South Africa says unemployment at highest level in a decade
- Second-quarter figures released Tuesday show the number of unemployed rose by 573,000 over the past year, with only 21,000 jobs created.
- President Cyril Ramaphosa's administration is under public pressure to turn around the economy and clean up corruption. That dissatisfaction led to the worst election showing in 25 years for Ramaphosa's ruling African National Congress in May.
South Africa says unemployment has reached its highest level in a decade at 29%.
Second-quarter figures released Tuesday show the number of unemployed rose by 573,000 over the past year, with only 21,000 jobs created.
It is the latest grim report for Africa’s most developed economy, which in May announced that growth had dropped by the most in a decade during the first quarter.
President Cyril Ramaphosa’s administration is under public pressure to turn around the economy and clean up corruption. That dissatisfaction led to the worst election showing in 25 years for Ramaphosa’s ruling African National Congress in May.
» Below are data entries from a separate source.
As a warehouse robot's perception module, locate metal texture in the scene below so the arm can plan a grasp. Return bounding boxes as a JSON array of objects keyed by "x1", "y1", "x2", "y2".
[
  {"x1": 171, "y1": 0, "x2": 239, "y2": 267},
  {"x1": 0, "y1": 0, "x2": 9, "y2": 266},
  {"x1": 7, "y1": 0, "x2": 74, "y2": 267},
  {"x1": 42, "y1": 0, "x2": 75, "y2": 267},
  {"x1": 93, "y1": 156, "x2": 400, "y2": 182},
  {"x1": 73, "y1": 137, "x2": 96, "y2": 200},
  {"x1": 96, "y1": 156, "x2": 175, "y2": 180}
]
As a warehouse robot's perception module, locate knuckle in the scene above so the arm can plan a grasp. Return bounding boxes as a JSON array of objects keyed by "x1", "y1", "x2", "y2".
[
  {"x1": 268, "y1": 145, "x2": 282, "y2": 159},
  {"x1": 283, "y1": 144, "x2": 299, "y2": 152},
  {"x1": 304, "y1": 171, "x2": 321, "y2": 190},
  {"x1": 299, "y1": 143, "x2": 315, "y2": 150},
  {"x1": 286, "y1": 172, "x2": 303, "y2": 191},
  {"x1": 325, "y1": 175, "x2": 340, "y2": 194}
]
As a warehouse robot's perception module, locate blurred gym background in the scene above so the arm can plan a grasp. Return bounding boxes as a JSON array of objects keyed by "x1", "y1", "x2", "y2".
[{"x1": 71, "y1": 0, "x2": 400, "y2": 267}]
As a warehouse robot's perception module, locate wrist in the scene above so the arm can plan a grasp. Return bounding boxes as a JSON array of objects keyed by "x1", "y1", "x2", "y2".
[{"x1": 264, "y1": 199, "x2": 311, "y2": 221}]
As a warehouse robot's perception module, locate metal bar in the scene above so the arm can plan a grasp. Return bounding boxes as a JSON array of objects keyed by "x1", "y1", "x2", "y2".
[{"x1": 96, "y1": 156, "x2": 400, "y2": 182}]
The unemployment numbers were released on the same day that South Africa’s struggling state-owned power utility Eskom announced losses of more than Ksh146 billion (20 billion rand) last fiscal year. Eskom supplies about 95% of the country’s electricity and is at the center of Ramaphosa’s efforts to rid state-owned enterprises of corruption and mismanagement.
When Ramaphosa won election in May “we expected a solid emergency plan to address the economic challenges and these unemployment challenges,” Lumkile Mondi, an economics lecturer at Witwatersrand University, told The Associated Press.
“But that has not been forthcoming and all we have had so far has been political bickering. The ruling party is more concerned about the politics of power than the health of the economy. That is why these figures were not necessarily unexpected,” Mondi said.
The ruling ANC faces an internal struggle between allies of Ramaphosa and former president Jacob Zuma, who led South Africa from 2009 to 2018 when he resigned under party pressure amid corruption allegations and was replaced by his former deputy Ramaphosa.